Há imagens que se incrustam na memória coletiva. Provavelmente, a capa da VISÃO com a entrevista ao primeiro-ministro, em dezembro passado e que tanto deu que falar, ficará para a história como a súmula perfeita dos primeiros nove meses da maioria absoluta de António Costa. Da altivez confiante da pose ao conteúdo da mensagem – o famoso “Habituem-se!” –, é o resumo de um tempo e de um modo.
São três os pecados originais deste Governo que ficaram à vista em 2022: 1. a sobressegurança de uma legitimidade democrática expressiva; 2. o facilitismo de quem sabe que tem “as costas quentes”; 3. os sucessivos erros de avaliação política, também acerca do impacto destes problemas.
A combinação destes fatores, que coincidiram com tempos especialmente exigentes, tanto ao nível interno como europeu, revelou-se explosiva e culminou numa situação insustentável, que causou alarme social.
Muito mais do que meros casos e casinhos, que se misturam com a espuma dos dias e que entretêm a famosa bolha político-mediática, ao que assistimos nestas semanas horribilis foi um tremor de terra que obrigou António Costa a levantar-se da poltrona, a assumir erros, a pedir uma espécie de desculpas e, finalmente, a tentar mudar de registo.
Seja por instinto de sobrevivência seja por agudeza, o primeiro-ministro, que prometeu uma maioria dialogante mas que se apresentou como um maioritário impaciente, teve de emendar a mão – algo que faz sempre a contragosto.
Perante a chuva de críticas, incluindo presidenciais e internas, com as ruas a começarem a levantar-se, António Costa aligeirou o tom, identificou falhas, atribuiu culpas, distanciou-se dos “pecadores” e exigiu mais e melhor. Fê-lo no debate de política geral de sexta-feira, dia 13, e voltou ao tema no encontro socialista durante o fim de semana.

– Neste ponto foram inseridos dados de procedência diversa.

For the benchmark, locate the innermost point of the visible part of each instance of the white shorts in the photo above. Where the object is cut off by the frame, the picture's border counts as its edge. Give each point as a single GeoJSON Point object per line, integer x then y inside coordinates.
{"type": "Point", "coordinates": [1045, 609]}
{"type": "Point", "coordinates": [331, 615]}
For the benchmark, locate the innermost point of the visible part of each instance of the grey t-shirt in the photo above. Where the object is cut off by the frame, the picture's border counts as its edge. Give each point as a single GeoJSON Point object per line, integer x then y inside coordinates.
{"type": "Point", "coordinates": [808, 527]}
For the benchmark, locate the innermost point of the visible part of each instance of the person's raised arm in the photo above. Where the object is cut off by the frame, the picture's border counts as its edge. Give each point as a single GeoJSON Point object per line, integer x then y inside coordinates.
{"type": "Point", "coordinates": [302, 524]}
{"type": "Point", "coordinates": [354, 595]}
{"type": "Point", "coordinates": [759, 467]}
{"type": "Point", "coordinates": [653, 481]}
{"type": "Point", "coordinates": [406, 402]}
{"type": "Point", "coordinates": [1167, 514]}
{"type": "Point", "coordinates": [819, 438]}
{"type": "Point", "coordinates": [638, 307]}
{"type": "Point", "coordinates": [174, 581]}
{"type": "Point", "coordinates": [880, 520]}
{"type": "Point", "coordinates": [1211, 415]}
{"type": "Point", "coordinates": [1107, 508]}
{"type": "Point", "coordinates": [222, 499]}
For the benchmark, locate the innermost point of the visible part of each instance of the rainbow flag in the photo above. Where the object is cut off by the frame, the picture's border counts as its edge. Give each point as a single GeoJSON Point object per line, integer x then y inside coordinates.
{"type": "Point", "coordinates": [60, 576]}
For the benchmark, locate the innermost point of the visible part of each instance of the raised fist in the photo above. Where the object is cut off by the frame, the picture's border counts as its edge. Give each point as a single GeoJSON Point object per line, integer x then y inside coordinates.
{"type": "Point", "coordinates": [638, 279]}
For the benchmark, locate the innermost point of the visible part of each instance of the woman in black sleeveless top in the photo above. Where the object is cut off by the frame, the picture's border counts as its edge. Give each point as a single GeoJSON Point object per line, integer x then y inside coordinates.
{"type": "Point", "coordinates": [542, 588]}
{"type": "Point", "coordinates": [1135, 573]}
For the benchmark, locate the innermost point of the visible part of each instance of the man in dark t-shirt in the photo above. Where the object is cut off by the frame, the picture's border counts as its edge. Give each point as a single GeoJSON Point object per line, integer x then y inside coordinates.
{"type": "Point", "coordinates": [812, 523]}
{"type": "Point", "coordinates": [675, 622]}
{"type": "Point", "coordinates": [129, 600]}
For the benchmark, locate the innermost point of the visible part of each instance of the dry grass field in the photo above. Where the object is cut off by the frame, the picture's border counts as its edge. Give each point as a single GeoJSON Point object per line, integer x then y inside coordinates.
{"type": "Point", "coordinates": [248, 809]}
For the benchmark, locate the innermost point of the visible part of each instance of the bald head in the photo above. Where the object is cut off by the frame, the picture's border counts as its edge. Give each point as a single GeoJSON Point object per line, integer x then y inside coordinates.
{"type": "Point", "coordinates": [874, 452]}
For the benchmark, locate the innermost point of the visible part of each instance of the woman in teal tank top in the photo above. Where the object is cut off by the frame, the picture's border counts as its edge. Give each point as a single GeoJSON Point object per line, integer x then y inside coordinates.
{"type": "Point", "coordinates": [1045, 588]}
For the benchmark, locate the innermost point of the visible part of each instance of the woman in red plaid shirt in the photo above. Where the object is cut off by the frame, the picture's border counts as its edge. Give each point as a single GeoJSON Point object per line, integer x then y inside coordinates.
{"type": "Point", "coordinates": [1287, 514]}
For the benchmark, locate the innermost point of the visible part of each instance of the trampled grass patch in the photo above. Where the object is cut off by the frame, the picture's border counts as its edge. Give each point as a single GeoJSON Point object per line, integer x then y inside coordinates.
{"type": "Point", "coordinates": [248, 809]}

Pediu aos seus mais exigência com as escolhas de dirigentes e pressionou os ministros de áreas, que determinou como chave – Saúde, Ensino e Habitação –, a mostrarem resultados até março, que é como quem diz, num plot twist assinalável, “acabou-se a pândega, desabituem-se!”.
O Presidente da República, o primeiro a deixar claro que o desvario deste Governo tinha de ter um fim, veio reforçá-lo, agora, quando disse que o novo questionário de 36 perguntas se deve aplicar também aos atuais governantes. Um nível de escrutínio mais exigente, quando nasce, tem de ser para todos.
A estratégia encontrada por António Costa para sair do aperto é clara: apostar nos resultados imediatos, que venham a somar-se aos brilharetes orçamentais e aos números económicos razoáveis, e sublinhar o que diz ser a consistência e a constância das políticas.
E, nesta matéria, o Governo tem agora entre mãos duas panelas de pressão em áreas fundamentais.
Uma delas é o problema dos professores, galvanizados por um novo sindicato, com artimanhas de luta questionáveis mas com velhas exigências mais do que razoáveis. Um País que não valoriza os seus professores está condenado ao fracasso, e em Portugal esta é uma classe sobremaneira maltratada.
Carreiras ziguezagueantes, anos e anos a contratos, falta de recursos e de autoridade, alunos a mais, perspetivas a menos… tudo isto são razões de sobra para o descontentamento de uma classe com potencial de causar enorme mossa social. A somar às dezenas de milhares de professores, em causa fica também estabilidade de mais de um milhão de famílias com filhos e netos nas escolas.
Problemas idênticos, em que o dinheiro é uma questão mas não é o seu cerne principal, tem também a Saúde. Uma pandemia em cima de anos de problemas acumulados fez com que o SNS se tornasse pouco atrativo para trabalhar. Não faltam médicos em Portugal, faltam sobretudo, sim, os que, por estes dias, queiram ter o Estado como empregador.
É preciso definir uma estratégia de atração para estas duas áreas cruciais, e é preciso investir – e não gastar dinheiro – na solução dos problemas. A folga orçamental que existe, fruto das almofadas conseguidas com a inflação, que sirva para alguma coisa de útil adiante.